La première étoile: Everyone wearing a Minnesota Twins uniform. Left for dead by pre-season prognosticators, Justin Morneau and the boys are the hottest team in the majors, with nine straight wins and a chance to take over first place in the AL Central by the end of the night. In the age of Moneyball, nobody, not even the Oakland A’s, tops the Twins when it comes to getting the most out of low-paid talent. Johan Santana is probably wishing he stuck around for one more year.

Two minutes for… cheating like a Bulgarian weightlifter. To the Bulgarian weightlifting team, which was forced to withdraw from the Beijing Olympics after 11 members (eight men and three women) tested positive for steroids. One official said it’s “theoretically possible” that all 11 athletes ingested the illegal substance by accident—or by sabotage—but the country’s weightlifting federation wasn’t taking any chances. They decided it was best to pull the plug before something else got pulled.

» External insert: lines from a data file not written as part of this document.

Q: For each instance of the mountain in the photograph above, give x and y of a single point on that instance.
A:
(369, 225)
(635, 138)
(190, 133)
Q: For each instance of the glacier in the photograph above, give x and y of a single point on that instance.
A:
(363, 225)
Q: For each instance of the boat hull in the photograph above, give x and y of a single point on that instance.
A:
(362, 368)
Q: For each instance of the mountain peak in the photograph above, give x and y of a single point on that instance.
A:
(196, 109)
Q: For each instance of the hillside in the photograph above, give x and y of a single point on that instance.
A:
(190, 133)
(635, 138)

Who’s got tickets? To Todd Bertuzzi’s wake. The Anaheim Ducks have placed the glorified thug on unconditional waivers after only one season in sunny California (14 goals, 26 assists in 68 games). Oh, how the mighty duck has fallen. There was a time, not long ago, when every NHL team daydreamed about having big bad Bert in its line-up. Not anymore. Somewhere, Steve Moore is smiling.

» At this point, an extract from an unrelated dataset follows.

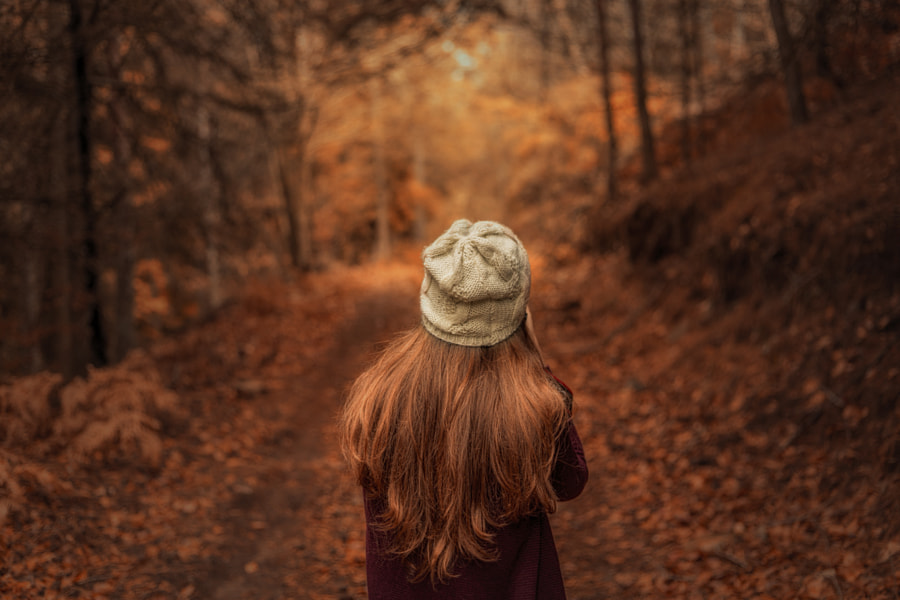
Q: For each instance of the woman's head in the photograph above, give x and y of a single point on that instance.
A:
(476, 285)
(453, 429)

Fun police: Despite what the sports pages like to tell us, very few athletes deserve the “hero” label. Jackie Robinson is the rare exception. What he did in 1947—breaking baseball’s colour barrier—was heroic in every sense of the word. But as much as he was a trailblazer for an entire race, when it came to baseball, Jackie wanted nothing more than to be remembered as a great player—not a great black player. And he made that clear to the sportswriters: If you vote me into the Hall of Fame, do it on the basis of my talent, not my colour. When he was later elected, Robinson didn’t even want his official plaque to mention that he was the first African-American major leaguer. The Hall obliged, and it stayed that way for 46 years. Until this week, when Cooperstown unveiled a new bronze plaque complete with this final phrase under Jackie’s face: “Displayed tremendous courage and poise in 1947 when he integrated the modern major leagues in the face of intense adversity.” Robinson’s widow, Rachel, said her late husband would appreciate the change, even though he wanted no such thing when he was still alive. “I don’t think he would object to it,” she said. “I think he would understand it … It’s an evolution.” Robinson’s epic accomplishment is well-documented and well-celebrated. His No. 42 has been retired league-wide, and every April the sport commemorates Jackie Robinson Day. But his plaque should have stayed the way it was. It symbolized the essence of his fight: that any man, black or white, could not only play the game, but be the best at the game.

Extra bases: Dave Feschuk of the Toronto Star has a stylish take on the TJ Ford-for-Jermaine O’Neal deal…Thankfully, Raptors GM Bryan Colangelo didn’t trade TJ for Shawn Chacon…And if you were glued to last night’s NBA draft, a friendly reminder that some of those picks will soon disappear.